In February 1798, Victory was stationed at Chatham under the command of Lieutenant J. Rickman. On 8 December, unfit for service as a warship, she was ordered to be converted to a hospital ship to hold wounded French and Spanish prisoners of war. In 1799, Rickman was relieved by Lieutenant J. Busbridge.

However on 8 October 1799 HMS Impregnable was lost off Chichester, having run aground on her way back to Portsmouth after escorting a convoy to Lisbon. She could not be refloated and so was stripped and dismantled. Consequently, now short of a first rate, the Admiralty decided to recondition Victory. Work started in 1800 but as it proceeded an increasing number of defects were found and the repairs developed into a very extensive reconstruction. The original estimate was £23,500 but the final cost was £70,933.

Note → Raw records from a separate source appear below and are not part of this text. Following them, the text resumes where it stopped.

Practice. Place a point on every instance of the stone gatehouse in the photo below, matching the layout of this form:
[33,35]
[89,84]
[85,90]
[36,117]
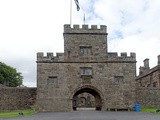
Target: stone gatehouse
[86,66]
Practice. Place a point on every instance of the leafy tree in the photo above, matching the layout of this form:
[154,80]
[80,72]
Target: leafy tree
[9,76]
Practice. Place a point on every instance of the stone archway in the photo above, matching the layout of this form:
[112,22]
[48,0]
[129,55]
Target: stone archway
[90,90]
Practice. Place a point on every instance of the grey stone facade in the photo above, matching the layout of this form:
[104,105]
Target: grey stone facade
[86,66]
[149,77]
[12,98]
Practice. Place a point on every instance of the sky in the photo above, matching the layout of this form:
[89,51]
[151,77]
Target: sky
[31,26]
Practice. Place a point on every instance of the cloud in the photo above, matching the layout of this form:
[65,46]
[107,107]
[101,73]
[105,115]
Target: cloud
[28,27]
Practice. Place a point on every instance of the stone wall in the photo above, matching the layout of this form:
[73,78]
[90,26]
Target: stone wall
[17,98]
[148,97]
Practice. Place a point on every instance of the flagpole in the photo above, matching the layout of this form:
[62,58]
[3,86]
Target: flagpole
[71,13]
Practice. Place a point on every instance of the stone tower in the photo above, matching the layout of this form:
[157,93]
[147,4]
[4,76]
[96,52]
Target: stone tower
[86,66]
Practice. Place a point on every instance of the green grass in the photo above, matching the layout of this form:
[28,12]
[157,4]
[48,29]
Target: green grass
[13,114]
[152,110]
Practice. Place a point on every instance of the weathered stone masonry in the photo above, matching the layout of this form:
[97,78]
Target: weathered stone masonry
[85,66]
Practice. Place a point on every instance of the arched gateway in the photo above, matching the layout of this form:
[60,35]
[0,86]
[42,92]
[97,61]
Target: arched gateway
[87,71]
[98,97]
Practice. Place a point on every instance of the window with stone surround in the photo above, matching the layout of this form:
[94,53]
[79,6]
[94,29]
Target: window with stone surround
[85,50]
[118,79]
[86,71]
[52,79]
[155,84]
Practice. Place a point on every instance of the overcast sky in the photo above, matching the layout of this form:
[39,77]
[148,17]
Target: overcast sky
[31,26]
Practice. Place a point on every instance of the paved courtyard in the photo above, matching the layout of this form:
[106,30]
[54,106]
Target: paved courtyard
[91,115]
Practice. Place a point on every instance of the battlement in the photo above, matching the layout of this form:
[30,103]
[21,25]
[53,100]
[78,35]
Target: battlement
[123,56]
[49,57]
[85,29]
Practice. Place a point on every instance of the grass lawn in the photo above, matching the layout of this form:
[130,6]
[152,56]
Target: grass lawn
[153,110]
[13,114]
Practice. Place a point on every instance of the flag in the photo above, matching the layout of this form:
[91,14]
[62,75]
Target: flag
[77,4]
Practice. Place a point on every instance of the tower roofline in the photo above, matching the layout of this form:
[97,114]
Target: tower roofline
[85,29]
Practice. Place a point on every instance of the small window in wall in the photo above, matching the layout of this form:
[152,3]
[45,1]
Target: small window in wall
[155,84]
[86,71]
[52,79]
[85,50]
[118,79]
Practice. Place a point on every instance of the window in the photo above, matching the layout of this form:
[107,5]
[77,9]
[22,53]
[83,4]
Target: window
[86,50]
[155,84]
[52,79]
[118,79]
[86,71]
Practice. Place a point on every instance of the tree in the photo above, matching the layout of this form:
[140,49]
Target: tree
[9,76]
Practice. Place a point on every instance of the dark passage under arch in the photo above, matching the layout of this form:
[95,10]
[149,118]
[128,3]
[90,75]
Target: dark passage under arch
[91,91]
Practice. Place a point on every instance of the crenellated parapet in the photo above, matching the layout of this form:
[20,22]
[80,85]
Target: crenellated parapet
[113,56]
[85,29]
[50,57]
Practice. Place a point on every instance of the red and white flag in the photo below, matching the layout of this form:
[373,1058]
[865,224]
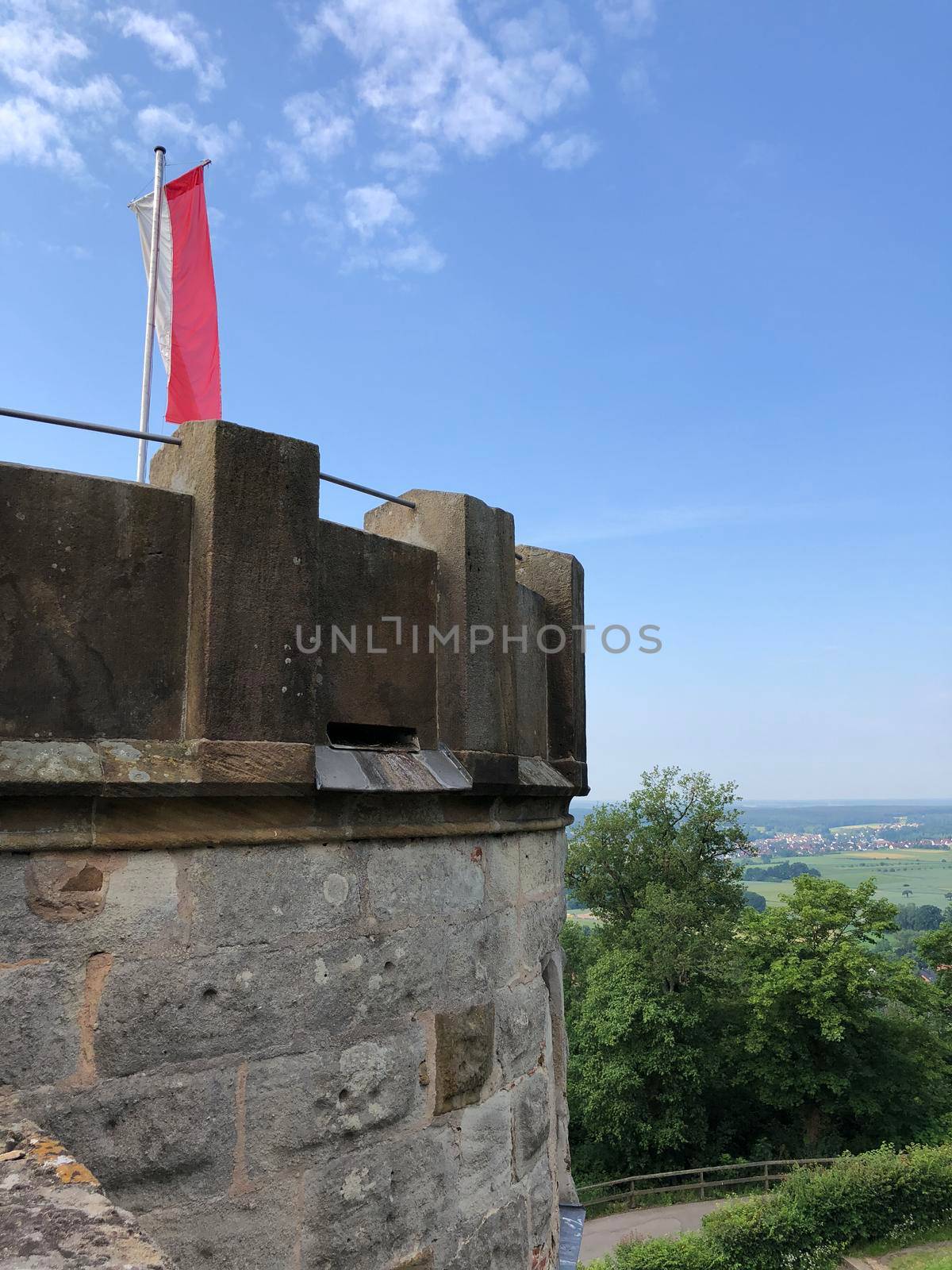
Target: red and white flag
[186,308]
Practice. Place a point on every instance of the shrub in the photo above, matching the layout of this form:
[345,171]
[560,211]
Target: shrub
[812,1217]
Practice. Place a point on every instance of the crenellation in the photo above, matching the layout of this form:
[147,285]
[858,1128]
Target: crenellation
[283,965]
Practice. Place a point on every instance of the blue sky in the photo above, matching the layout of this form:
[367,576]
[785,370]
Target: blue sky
[666,279]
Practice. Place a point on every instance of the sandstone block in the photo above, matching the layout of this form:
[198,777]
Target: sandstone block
[40,1003]
[381,1204]
[486,1155]
[436,878]
[298,1108]
[245,895]
[465,1047]
[152,1141]
[531,1122]
[520,1028]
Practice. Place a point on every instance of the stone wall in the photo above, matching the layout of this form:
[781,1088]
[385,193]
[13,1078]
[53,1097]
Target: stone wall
[294,997]
[310,1054]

Extra gun ports were added, taking her from 100 guns to 104, and her magazine lined with copper. Her figurehead was replaced along with her masts and the paint scheme changed from red to the black and yellow seen today. Her gun ports were originally yellow to match the hull but later repainted black, giving a pattern later called the "Nelson chequer" and which was subsequently adopted by all Royal Navy ships after the Battle of Trafalgar. The work was completed on 11 April 1803 and the ship left for Portsmouth on 14 May under her new captain, Samuel Sutton.

[edit] Nelson

Lord Nelson hoisted his flag in Victory on 16 May 1803 with Samuel Sutton as his flag captain and sailed to assume command in the Mediterranean on May 20. Nelson transferred to the faster frigate Amphion on 23 May.

On May 28 Captain Sutton captured the French Embuscade of 32 guns, bound for Rochefort from San Domingo. Victory rejoined Lord Nelson off Toulon on July 30 when Captain Sutton exchanged commands with the captain of the Amphion, Thomas Masterman Hardy.

Victory was passing the island of Toro on April 4, 1805, when HMS Phoebe brought the news that the French fleet under Pierre-Charles Villeneuve had escaped from Toulon. While Nelson made for Sicily to see if the French were heading for Egypt, Villeneuve was entering Cádiz to link up with the Spanish fleet. On 7 May Nelson reached Gibraltar and received his first definite news. The British fleet completed their stores in Lagos Bay, Portugal, on May 10 and two days later sailed westward with ten ships and three frigates in pursuit of the combined Franco-Spanish fleet of 17 ships. They arrived in the West Indies to find that the enemy was sailing back to Europe where Napoleon Bonaparte was waiting for them with his invasion forces at Boulogne.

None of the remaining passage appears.